Il cattolico non si rassegna a cosa passa il convento

Di Peppino Zola
04 Dicembre 2018
Caro direttore, perché subire il famigerato "crollo delle evidenze"? Già sessanta anni fa don Giussani ci metteva in guardia dal «peccato di venir meno alla realtà»

Caro direttore, vedo e sento dire sempre più spesso nel mondo culturale ed anche in quello cattolico che oggi vivremmo in un’epoca in cui sono cadute le “evidenze”. Fior di sociologi ci hanno spiegato come ciò sia avvenuto, anche a seguito della “rivoluzione” di costume avvenuta nel 1968. Molti cattolici hanno fatto propria questa diagnosi e si stanno impegnando su molti fronti per capire come reagire. Il minimo comune denominatore delle analisi laiche e cattoliche è costituito dal fatto che tale abbandono delle evidenze viene accettato quasi fatalisticamente come un dato di fatto contro cui non vi sarebbe più nulla da fare. Quasi con rassegnazione si sente dire che così vanno le cose, sottintendendo che occorre accettare quasi passivamente il dato di fatto.

UN GIUDA PER OGNI EVENIENZA

In questi giorni, nei quali ho in corso l’ennesimo trasloco dovuto alla mia attuale situazione, sono costretto a tirare fuori da casse e cassetti cose vecchie e cose nuove, sperando di trovare qualche cosa da gettare (compito inane!). Tra tutte le tante cose da tenere (la mia vita è oramai stata molto lunga), ho ritrovato alcuni miei appunti personali nei quali ho annotato ciò che il servo di Dio don Luigi Giussani ci diceva negli anni 1959-1961, incontrando i “giessini” in varie occasioni.
In una di queste, don Giussani ci parlava dei possibili errori che potevamo commettere e che, con la solita chiarezza, definiva come «peccati». Si riferiva al peccato di «tenersi un Giuda pronto per ogni evenienza» (cioè di aderire a Cristo, ma non troppo) e al peccato di vivere con una «impostazione diversa da quello che si vede». Ma, sempre in quella occasione, segnalava un terzo errore, che riteneva il più grave rispetto agli altri due. Così mi sono appuntato le sue parole: «Gli uomini amano le tenebre e non la luce; il peccato è il venir meno alla realtà, è il non aderire alla realtà; è il peccato contro la luce: è il peccato contro l’evidenza».

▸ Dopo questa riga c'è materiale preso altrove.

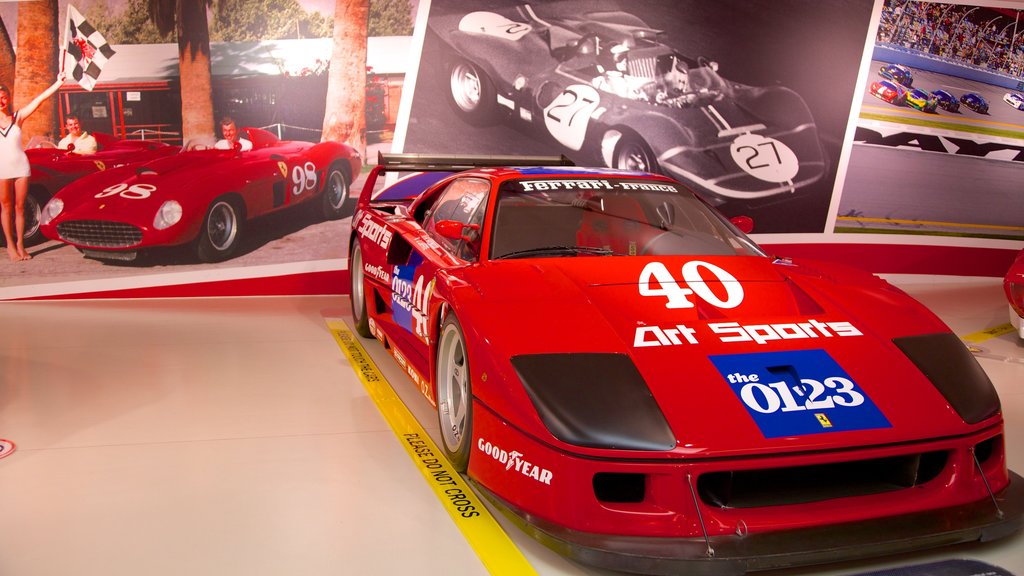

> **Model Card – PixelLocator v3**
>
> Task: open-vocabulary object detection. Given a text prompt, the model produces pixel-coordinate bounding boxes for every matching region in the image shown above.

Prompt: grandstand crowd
[877,0,1024,78]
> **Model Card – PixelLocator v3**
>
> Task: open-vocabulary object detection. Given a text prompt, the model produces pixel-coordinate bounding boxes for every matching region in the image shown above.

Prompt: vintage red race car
[41,128,361,262]
[1002,250,1024,338]
[349,155,1024,574]
[18,133,179,244]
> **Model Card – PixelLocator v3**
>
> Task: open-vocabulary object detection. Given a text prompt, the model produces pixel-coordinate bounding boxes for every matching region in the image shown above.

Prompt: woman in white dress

CONTRO IL LAICISMO STRAVAGANTE

Mi hanno colpito due cose: la prima è che il “profeta” don Giussani aveva già visto sessanta anni fa che le evidenze stavano cadendo, tanto che ne parlava a noi giovani. La seconda è che don Giussani definisce il venir meno delle evidenze come un «peccato». Il che significa che la perdita delle evidenze non è un fatto da subire ineluttabilmente, ma un fenomeno da combattere come un «peccato», di cui chiedere perdono a Dio e agli uomini. Un fenomeno con il quale sfidare la libertà degli uomini e delle donne di oggi a cambiare strada, a convertirsi a partire dalla totale lealtà rispetto a ciò che la realtà ci propone ogni giorno. Dire che il sole non è il sole non è solo un stupidaggine “scientifica” e filosofica, ma anche una vera e propria offesa alla realtà creata da Dio.
Tutto ciò mi ha fatto pensare, ancora una volta, che noi non possiamo rassegnarci a ciò che passa il convento (mi si passi la parola) del laicismo più radicale e stravagante. Dobbiamo sì testimoniare con la nostra vita la bellezza e la convenienza del cristianesimo; ma dobbiamo anche fare chiarezza, pure dialettica quando occorre, su alcuni punti fondamentali dell’esperienza umana, visto che il “peccato” ci allontana dalla realtà. Perché il peccato esiste.